Les nazis allaient regretter d’avoir attaqué l’URSS. Des profondeurs de l’Asie, division après division, l’Armée rouge renouvelait sans cesse ses pertes, augmentait ses effectifs équipés par des matériels provenant d’usines situées bien au-delà du rayon d’action des bombardiers, ce qui n’était pas le cas pour les Allemands, de surcroît pris entre deux fronts. À partir d’octobre 1944, l’Armée rouge franchit la frontière de la Prusse-Orientale. L’enthousiasme à forcer cette ligne fut accentué par la propagande soviétique. Après avoir chassé les nazis de leur Patrie, libéré la Lituanie alliée, les soldats pénétrèrent en territoire allemand, bien décidés à vaincre l’ennemi haï et à faire payer tout ce qu’ils avaient vu et subi. Beaucoup avaient un proche à venger, ordre fut donné de violer toutes les femmes allemandes et de récupérer dès que possible tout ce qui était en état de fonctionner. Ces horreurs pouvaient être accentuées par la consommation d’alcool dont les Russes étaient friands. Ils buvaient même du méthanol, impropre à la consommation et causant de nombreux morts, aveugles, ou invalides. La découverte des camps de concentration nazis augmenta encore le désir de vengeance. Ce qui surprit particulièrement les soldats soviétiques fut de découvrir la richesse, voire l’opulence de l’Allemagne nazie, eux qui survivaient dans la nuit communiste, et ils se demandèrent ce que les Allemands étaient venus faire chez eux. C’est ce que se demandèrent les tireuses d’élite qui, pour la première fois depuis longtemps, investissant des maisons désertées, purent faire une digne toilette, manger convenablement et dormir dans des lits avec draps et couvertures.

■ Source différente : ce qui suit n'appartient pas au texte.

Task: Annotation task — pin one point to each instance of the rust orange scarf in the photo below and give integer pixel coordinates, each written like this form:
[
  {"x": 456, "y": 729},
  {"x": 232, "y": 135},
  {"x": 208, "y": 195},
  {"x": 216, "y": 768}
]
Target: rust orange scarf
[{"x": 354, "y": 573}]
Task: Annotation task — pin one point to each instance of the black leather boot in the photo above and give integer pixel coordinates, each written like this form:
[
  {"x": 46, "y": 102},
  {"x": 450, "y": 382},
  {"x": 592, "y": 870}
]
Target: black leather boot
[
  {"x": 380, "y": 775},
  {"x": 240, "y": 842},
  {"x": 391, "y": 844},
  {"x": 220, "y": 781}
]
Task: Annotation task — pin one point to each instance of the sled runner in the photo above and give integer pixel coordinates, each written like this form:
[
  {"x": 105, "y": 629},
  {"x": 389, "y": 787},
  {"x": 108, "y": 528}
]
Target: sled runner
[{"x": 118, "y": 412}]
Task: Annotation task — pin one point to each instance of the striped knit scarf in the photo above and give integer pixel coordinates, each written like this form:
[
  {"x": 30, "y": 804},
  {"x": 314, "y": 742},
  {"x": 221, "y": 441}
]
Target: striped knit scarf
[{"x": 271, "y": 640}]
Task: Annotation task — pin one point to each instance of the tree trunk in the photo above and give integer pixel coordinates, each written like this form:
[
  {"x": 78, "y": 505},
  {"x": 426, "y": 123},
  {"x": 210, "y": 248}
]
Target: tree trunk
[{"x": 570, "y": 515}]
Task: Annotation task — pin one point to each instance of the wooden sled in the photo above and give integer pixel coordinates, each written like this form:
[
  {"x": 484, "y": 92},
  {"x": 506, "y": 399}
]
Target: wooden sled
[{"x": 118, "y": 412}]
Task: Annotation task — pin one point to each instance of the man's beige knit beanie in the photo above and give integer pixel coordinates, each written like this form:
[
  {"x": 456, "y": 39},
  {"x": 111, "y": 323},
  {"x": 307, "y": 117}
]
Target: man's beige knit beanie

Une fois rentrées chez elles, il fallut bien longtemps pour qu’elles retrouvent un peu de ce qu’elles s’étaient passagèrement approprié chez les Allemands. Des années de disette et de dénuement les attendaient. L’État soviétique, dans la prétention et l’incompétence communistes, prenait tout aux petites gens dont le salut ne venait que du potager et d’un peu de bétail. Elles n’eurent même pas la reconnaissance des autres, qui considéraient qu’elles avaient tenu un rôle n’étant pas celui d’une femme, les suspectaient de s’être prostituées ou d’avoir usurpé leurs décorations. Elles eurent souvent des difficultés pour se marier. Elles durent attendre longtemps une indemnité pour leurs années de combats. Leurs souvenirs de guerre les hantaient et elles ne trouvaient personne à qui en parler. Une situation inhumaine pour ces jeunes filles à qui il fut, vraiment, beaucoup imposé.

Daniel Pollett

*Les tireuses d’élite de l’Armée rouge,
Liouba Vinogradova, éditions Héloïse d’Ormesson, 2018, 380 pages.